Benchmarked Learning Curves	Atari
Metrics, logs, and recorded videos are at	cleanrl.benchmark/reports/Atari

Supported CarRacing-v0 by PPO in the Experimental Domains. It is our first example with pixel observation space and continuous action space.

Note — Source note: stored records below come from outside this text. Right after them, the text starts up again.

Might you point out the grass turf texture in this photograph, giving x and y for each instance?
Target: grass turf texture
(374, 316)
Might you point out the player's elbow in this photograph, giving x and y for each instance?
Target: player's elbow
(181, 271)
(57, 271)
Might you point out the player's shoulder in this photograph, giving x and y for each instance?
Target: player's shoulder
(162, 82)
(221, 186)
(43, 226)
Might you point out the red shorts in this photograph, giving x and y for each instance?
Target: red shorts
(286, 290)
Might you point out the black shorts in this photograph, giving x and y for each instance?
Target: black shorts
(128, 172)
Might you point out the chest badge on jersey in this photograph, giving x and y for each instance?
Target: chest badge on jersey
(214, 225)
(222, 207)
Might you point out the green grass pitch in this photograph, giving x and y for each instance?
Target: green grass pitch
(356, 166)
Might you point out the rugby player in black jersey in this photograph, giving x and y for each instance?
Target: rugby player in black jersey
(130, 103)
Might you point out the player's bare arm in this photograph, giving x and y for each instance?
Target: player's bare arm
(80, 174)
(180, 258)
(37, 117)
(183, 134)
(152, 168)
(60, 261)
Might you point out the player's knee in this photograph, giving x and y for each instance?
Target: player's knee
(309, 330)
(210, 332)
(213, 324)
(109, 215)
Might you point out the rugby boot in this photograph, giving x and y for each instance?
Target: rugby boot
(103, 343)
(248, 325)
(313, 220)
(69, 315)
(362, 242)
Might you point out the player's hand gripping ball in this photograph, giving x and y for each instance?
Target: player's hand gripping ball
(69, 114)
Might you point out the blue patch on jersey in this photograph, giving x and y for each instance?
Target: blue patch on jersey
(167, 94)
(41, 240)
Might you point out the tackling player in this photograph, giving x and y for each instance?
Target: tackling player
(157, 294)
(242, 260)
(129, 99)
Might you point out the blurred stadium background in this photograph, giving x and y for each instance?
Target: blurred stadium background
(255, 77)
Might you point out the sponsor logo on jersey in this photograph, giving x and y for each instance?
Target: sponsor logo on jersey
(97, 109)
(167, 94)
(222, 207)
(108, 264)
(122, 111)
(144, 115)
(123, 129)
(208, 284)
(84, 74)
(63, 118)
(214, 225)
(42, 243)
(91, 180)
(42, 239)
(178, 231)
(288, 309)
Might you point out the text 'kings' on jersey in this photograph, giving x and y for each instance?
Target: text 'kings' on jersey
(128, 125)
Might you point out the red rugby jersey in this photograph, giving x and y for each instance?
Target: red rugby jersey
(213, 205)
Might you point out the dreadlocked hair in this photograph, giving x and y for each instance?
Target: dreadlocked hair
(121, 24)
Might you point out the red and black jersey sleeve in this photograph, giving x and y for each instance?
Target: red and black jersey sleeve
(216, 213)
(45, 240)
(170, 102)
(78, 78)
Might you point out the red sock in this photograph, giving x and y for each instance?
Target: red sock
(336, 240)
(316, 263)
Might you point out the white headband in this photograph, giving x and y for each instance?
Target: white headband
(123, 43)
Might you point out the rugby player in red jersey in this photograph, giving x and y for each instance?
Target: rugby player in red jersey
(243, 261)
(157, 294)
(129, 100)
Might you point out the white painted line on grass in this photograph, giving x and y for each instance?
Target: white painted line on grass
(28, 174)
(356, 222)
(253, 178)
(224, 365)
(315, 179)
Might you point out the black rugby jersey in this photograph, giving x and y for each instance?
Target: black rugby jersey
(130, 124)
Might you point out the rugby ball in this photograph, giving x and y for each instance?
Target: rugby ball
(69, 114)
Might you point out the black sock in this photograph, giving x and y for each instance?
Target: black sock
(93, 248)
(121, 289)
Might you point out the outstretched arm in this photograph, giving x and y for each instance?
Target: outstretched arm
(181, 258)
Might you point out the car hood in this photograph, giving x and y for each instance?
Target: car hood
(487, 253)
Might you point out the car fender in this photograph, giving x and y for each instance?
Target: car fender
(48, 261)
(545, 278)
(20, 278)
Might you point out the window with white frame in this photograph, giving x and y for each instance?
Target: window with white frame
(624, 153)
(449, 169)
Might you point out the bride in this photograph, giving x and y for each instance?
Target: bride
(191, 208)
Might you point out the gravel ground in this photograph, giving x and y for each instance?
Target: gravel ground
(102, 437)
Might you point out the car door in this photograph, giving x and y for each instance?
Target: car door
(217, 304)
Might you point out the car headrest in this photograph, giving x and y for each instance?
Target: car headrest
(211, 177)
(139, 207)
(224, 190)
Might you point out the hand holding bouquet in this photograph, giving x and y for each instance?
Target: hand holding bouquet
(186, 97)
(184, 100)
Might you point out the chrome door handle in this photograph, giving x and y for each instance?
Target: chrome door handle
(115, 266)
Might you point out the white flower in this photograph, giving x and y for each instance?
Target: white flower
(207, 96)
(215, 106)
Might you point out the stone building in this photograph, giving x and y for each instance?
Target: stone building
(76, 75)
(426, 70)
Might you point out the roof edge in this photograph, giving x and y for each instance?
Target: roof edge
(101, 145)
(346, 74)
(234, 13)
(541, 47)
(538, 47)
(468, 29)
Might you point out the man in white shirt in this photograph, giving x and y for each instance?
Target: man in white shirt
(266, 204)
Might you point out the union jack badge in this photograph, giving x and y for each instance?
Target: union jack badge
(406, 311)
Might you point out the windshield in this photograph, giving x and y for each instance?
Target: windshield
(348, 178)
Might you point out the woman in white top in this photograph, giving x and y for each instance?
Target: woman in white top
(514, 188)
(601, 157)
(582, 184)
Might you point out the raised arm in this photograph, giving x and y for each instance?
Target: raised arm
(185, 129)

See https://github.com/vwxyzjn/cleanrl/blob/master/cleanrl/experiments/ppo_car_racing.py.
- During our experiments, we found the normalization of observation and reward seems to have a huge impact on PPO's performance, probably due to the large range of rewards provided by CarRacing-v0 (e.g. if dies you get -100 reward, but PPO is anecdotally sensitive to this kind of large rewards).